Alors, la Chine, on va y revenir avec cette question d'un internaute, Robert Veurest de Bruxelles : « Non seulement Jean-Paul Marthoz est incapable de choisir entre journaliste et propagandiste, mais qu'il nous dise comment il va expliquer aux Grecs qu'ils doivent donner des leçons de démocratie aux Chinois alors que Pékin est en train de racheter en masse de la dette de l'État hellénique ? »
Il est pas question de donner des leçons de démocratie aux Chinois, il est question, peut-être seulement de relayer cette partie de la population chinoise qui rêve de démocratie puisque ceux qui nous donnent des leçons maintenant de démocratie, ce sont notamment ces dissidents chinois qui sont actuellement en prison, mais aussi les gens qui ne sont pas en prison en Chine, mais qui se battent pour ouvrir l'espace démocratique en Chine en sachant qu'à terme, un plus grand respect de l'état de droit, un plus grand respect finalement des libertés, c'est une garantie pour la Chine d'asseoir son développement économique sur une base beaucoup plus forte que sur l'imposition d'un pouvoir autoritaire.
Mais quand vous voyez que la Chine aide aujourd'hui une série de pays européens, elle investit, en particulier en Grèce, on l'a dit, ça, ça vous fait pas peur ? Ca veut dire que l'Europe aura… n'aura plus ce levier en quelque sorte, va être plus timide pour faire des reproches à Pékin ?

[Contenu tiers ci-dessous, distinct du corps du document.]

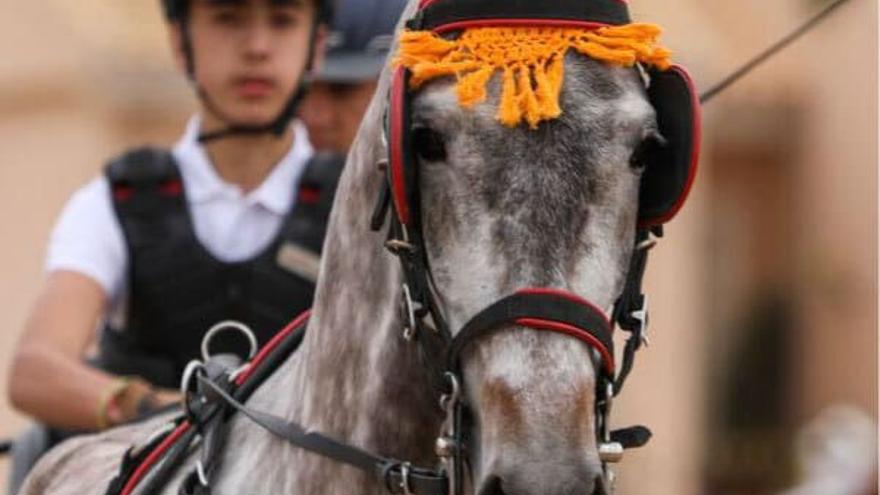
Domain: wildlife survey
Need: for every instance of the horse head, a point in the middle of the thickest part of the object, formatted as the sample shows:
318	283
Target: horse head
520	177
510	208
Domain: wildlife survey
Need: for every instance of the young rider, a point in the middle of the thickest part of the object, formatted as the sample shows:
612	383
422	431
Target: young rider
226	226
357	47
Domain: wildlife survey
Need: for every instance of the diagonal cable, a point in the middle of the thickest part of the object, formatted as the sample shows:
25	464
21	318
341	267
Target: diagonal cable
770	52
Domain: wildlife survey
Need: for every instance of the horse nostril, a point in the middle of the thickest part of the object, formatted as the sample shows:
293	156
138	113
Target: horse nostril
492	486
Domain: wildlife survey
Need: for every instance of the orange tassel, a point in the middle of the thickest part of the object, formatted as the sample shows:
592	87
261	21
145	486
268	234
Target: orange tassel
532	60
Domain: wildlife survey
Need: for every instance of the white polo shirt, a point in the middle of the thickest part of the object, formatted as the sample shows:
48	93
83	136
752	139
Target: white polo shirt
232	225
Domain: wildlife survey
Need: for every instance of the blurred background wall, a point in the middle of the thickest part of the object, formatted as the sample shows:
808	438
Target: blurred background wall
763	294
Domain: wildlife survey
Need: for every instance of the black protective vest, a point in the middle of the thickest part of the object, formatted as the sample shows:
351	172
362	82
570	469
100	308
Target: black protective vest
178	290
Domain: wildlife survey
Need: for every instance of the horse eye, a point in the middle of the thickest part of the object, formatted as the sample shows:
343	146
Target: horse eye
428	145
652	144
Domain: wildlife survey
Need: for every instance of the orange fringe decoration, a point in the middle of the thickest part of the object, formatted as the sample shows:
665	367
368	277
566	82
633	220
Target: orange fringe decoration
531	59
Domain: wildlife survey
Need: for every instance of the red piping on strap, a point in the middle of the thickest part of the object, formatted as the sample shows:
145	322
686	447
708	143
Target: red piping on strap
565	295
398	179
564	328
271	345
154	456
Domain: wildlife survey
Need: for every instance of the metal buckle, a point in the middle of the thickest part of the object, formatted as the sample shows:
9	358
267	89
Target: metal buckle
446	445
399	247
409	313
405	469
200	473
641	316
233	325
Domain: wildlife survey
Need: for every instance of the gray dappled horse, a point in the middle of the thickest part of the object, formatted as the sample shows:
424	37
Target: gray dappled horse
502	208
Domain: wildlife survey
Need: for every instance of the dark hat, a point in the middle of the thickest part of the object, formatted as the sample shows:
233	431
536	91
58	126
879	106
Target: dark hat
360	37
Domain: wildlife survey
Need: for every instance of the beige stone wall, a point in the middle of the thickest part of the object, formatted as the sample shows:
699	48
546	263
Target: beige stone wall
81	80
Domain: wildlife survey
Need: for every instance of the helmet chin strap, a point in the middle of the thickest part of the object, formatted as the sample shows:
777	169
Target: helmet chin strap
279	125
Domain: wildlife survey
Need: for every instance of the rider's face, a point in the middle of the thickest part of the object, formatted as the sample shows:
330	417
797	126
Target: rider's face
249	55
333	112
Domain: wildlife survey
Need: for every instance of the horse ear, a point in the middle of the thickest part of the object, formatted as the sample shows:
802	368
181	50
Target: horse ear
670	172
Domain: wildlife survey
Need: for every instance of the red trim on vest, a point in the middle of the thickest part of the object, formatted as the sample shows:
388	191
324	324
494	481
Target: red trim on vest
573	331
154	456
566	295
396	131
476	23
695	152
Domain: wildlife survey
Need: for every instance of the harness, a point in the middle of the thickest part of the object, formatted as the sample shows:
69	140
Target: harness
177	288
216	391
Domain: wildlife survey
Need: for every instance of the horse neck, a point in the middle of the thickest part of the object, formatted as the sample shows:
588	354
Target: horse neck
355	378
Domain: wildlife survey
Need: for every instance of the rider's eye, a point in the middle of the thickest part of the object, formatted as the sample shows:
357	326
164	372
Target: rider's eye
227	17
281	20
428	145
650	145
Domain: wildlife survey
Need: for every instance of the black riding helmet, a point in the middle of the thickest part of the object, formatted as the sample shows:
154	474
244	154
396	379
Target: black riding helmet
177	11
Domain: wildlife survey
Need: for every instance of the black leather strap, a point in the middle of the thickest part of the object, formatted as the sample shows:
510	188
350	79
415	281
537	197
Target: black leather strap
518	306
389	471
443	12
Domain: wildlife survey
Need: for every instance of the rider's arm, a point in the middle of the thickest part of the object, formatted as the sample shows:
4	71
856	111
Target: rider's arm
49	379
86	267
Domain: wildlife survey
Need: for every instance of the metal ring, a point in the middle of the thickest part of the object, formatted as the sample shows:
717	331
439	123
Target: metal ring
223	325
405	469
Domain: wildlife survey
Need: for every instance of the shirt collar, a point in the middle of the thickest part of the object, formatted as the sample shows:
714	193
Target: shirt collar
276	193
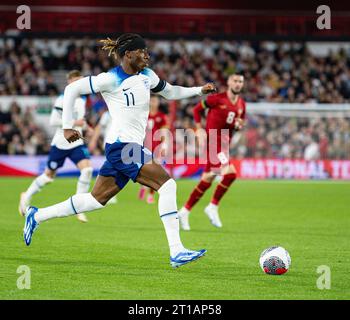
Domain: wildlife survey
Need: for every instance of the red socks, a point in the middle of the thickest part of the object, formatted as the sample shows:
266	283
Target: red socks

Il y a danger, mais de nouveau, je pense que d'abord, c'est une question de fond pour l'Union européenne :
« comment en est-on arrivé là ? » Première question que je me pose. « Comment en est-on arrivé à ce stade où finalement des États soient si vulnérables par rapport à des pays euh… que par ailleurs ils courtisent euh ? » Et je n'entends pas la Grèce comme étant un pays particulièrement euh… agressif à l'égard de la Chine en matière de dénonciation des droits de l'Homme, mais je pense que, il est important euh… de continuer à dire : « nos valeurs européennes », du moins celles dont on se réclame, ce sont des valeurs universelles et donc, d'une certaine manière on peut concilier de nouveau une politique d'intérêts : accepter ce « sauvetage » – qui est le mot de l'Europe par la Chine – et en même temps affirmer ces valeurs. Je pense que c'est extrêmement important de ne pas mettre, comme le disait Chris Patten, qui fut un célèbre commissaire européen, « ne jamais mettre son drapeau des droits humains dans une valise ». Les Chinois savent très bien comment ils traitent avec l'Europe et c'est par intérêt qu'ils traitent avec l'Europe et si, d'une certaine manière on leur dit : « vous savez, on aimerait que vous respectiez le prix Nobel de la paix par exemple, et que vous le sortiez » parce que c'est vraiment un bel exemple de ce que la Chine est, d'avoir pu produire telle… ce genre de personnalité là, je pense qu'il faut oser le dire et que les Chinois comprennent que d'une certaine manière cela ne met pas du tout en cause leurs intérêts.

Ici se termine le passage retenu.